You Love Me
- Author: Caroline Kepnes
- Language: English
- Genre: Thriller
- Published: April 6, 2021
- Publisher: Random House
- Publication place: United States
- Media type: Print (hardback and paperback) Audiobook E-book
- Pages: 400 (hardcover)
- ISBN: 978-0-593-13378-1
- Preceded by: Hidden Bodies (2016)
- Followed by: For You and Only You (2023)

= You Love Me (novel) =

2021 thriller novel by Caroline Kepnes

You Love Me is a thriller novel by Caroline Kepnes, published in April 2021. It is the sequel to her 2016 novel, Hidden Bodies, and third installment of the You series.

The novel debuted at number fifteen on The New York Times fiction best-seller list for the week ending April 10, 2021.

Kepnes published another sequel, For You and Only You, in 2023.

== Synopsis ==
After serving time in jail, Joe is released and paid off by the wealthy Quinn family to stay away from Love and their baby. Taking the money, Joe leaves Los Angeles and relocates to the quiet Bainbridge Island in Washington State, determined to live a better, less violent life and prove he can love someone the “right” way.

He starts working at the local library, where he meets Mary Kay DiMarco, a well-liked librarian with a teenage daughter, Nomi. Joe becomes obsessed with Mary Kay but convinces himself he will win her over by being honest, patient, and good. However, when he learns she is still married to her ex-rockstar husband Phil, Joe subtly manipulates the situation. He befriends Phil under a fake identity, encourages him to relapse into addiction, and ultimately helps push Mary Kay toward divorcing him. Phil later dies of an overdose.

Joe and Mary Kay begin a romantic relationship and move in together. For a time, Joe feels genuinely happy and in control. However, complications arise when Love unexpectedly shows up, confronting Joe and ultimately shooting him. Joe survives, but Love dies in the encounter.

Back on Bainbridge, Joe’s life spirals again. Seamus, a man obsessed with Nomi, kidnaps Joe out of jealousy. Joe is rescued by a private investigator hired by Love’s family, who kills Seamus in the process. Mary Kay and Joe get married in a small, symbolic backyard ceremony.

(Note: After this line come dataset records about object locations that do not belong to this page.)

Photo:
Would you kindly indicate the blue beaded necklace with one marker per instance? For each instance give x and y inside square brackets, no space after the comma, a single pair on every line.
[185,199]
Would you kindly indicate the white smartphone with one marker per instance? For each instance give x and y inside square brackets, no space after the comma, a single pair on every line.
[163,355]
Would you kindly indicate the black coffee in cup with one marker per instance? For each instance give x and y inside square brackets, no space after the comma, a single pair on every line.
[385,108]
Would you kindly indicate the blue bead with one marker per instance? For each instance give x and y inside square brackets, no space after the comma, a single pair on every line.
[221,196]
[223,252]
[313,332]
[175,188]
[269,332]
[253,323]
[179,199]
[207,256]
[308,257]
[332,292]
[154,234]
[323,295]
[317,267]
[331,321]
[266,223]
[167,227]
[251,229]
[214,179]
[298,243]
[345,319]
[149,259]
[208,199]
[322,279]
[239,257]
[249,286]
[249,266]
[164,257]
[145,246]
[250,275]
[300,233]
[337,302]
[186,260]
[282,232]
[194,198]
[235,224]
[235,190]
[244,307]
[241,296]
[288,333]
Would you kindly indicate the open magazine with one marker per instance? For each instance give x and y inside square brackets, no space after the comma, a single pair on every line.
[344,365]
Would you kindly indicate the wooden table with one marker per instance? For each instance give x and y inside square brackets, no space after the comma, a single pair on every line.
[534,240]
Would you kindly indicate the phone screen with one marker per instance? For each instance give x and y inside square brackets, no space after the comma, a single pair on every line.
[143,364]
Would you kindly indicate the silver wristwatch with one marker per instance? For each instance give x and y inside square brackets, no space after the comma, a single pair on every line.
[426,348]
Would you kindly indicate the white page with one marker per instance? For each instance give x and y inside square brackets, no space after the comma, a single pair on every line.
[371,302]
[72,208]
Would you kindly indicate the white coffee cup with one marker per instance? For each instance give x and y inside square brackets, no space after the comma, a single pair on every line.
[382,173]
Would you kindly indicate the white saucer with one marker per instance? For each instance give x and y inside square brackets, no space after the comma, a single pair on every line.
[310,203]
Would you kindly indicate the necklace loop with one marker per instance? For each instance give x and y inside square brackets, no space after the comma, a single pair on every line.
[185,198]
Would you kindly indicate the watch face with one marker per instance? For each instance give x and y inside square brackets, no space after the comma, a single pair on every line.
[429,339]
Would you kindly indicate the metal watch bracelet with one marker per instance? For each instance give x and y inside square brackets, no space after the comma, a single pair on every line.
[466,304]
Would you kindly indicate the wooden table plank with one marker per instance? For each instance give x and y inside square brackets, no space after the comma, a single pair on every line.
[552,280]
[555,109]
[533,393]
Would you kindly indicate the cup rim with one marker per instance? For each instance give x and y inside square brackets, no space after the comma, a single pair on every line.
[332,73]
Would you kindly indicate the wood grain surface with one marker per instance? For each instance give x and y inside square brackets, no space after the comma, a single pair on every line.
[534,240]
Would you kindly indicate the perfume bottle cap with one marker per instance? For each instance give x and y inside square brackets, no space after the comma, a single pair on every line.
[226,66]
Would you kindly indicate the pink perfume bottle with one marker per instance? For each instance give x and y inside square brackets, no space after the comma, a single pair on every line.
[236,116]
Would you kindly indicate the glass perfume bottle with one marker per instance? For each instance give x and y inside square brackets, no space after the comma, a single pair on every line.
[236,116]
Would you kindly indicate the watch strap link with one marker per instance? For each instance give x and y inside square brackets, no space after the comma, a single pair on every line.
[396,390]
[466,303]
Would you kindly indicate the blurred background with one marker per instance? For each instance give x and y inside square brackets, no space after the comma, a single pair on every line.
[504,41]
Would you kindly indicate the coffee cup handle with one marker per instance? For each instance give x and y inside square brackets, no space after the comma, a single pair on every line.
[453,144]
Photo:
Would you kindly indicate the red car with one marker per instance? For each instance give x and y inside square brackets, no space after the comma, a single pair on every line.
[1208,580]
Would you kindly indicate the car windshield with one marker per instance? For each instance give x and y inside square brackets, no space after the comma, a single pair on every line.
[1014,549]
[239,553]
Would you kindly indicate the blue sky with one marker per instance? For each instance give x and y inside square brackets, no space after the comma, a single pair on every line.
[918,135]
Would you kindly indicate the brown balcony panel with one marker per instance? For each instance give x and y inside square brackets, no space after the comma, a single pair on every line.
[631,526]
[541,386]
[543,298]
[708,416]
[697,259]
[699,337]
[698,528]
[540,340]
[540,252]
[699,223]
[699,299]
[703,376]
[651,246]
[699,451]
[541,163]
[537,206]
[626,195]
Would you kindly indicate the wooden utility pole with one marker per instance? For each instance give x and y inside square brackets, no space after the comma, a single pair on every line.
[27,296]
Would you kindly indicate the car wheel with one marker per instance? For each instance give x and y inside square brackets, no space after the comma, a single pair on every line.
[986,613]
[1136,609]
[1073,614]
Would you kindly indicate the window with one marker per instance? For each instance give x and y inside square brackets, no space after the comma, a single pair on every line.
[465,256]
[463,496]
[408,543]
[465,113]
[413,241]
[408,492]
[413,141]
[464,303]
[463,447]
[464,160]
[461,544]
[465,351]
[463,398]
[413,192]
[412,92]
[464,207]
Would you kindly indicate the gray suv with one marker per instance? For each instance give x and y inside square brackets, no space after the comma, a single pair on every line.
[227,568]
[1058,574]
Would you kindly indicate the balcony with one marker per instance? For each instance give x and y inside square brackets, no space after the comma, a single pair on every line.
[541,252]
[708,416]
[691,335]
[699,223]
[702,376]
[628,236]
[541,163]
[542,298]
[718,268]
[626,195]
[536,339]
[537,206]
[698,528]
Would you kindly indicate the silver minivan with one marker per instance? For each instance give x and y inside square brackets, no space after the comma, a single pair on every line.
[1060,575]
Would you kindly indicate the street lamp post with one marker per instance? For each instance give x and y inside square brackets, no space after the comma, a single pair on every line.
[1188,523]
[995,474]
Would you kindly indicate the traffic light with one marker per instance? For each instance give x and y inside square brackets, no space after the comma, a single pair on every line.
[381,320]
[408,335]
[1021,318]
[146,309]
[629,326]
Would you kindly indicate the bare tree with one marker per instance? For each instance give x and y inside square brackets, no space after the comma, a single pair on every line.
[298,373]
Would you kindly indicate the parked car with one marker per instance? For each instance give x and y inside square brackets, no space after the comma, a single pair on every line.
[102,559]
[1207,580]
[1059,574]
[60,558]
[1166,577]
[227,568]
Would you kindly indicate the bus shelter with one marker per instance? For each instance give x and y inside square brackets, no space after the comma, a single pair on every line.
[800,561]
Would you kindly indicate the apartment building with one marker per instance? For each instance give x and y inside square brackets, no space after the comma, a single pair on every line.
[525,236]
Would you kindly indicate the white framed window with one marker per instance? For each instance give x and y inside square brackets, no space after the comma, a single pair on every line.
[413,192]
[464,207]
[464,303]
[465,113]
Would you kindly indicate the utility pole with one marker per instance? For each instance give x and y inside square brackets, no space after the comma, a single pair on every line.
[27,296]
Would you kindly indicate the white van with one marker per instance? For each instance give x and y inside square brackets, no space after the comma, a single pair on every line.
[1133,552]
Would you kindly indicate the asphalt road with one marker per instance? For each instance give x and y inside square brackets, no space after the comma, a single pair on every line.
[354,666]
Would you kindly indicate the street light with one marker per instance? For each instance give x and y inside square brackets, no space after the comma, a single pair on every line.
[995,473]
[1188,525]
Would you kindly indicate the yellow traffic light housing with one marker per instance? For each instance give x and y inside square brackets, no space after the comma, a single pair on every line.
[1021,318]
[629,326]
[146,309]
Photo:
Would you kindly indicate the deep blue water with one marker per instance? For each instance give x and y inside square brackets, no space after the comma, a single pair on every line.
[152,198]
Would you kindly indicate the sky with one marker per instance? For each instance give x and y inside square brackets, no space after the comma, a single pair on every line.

However, things fall apart once more when Nomi, confused and angry, pushes Mary Kay down the stairs during an argument. Mary Kay ends up in a coma. In the aftermath, Joe moves to Florida and opens a bar/bookstore. The novel ends with Joe meeting a mysterious woman, hinting at the beginning of another obsession.

== Reception ==
Sarah Weinman from The New York Times gave a glowing review of the novel, stating that it "continues to work because Kepnes is brilliant at depicting the cognitive dissonance of someone like Joe. His stalkerish behavior steps over the line again and again, but in a way that is all too familiar to any woman menaced or made uncomfortable by the so-called "good guy." No doubt he'll return in future installments, demonstrating the shattered barrier between id and superego."

== Sequels ==
Kepnes published a third sequel, For You and Only You, in 2023.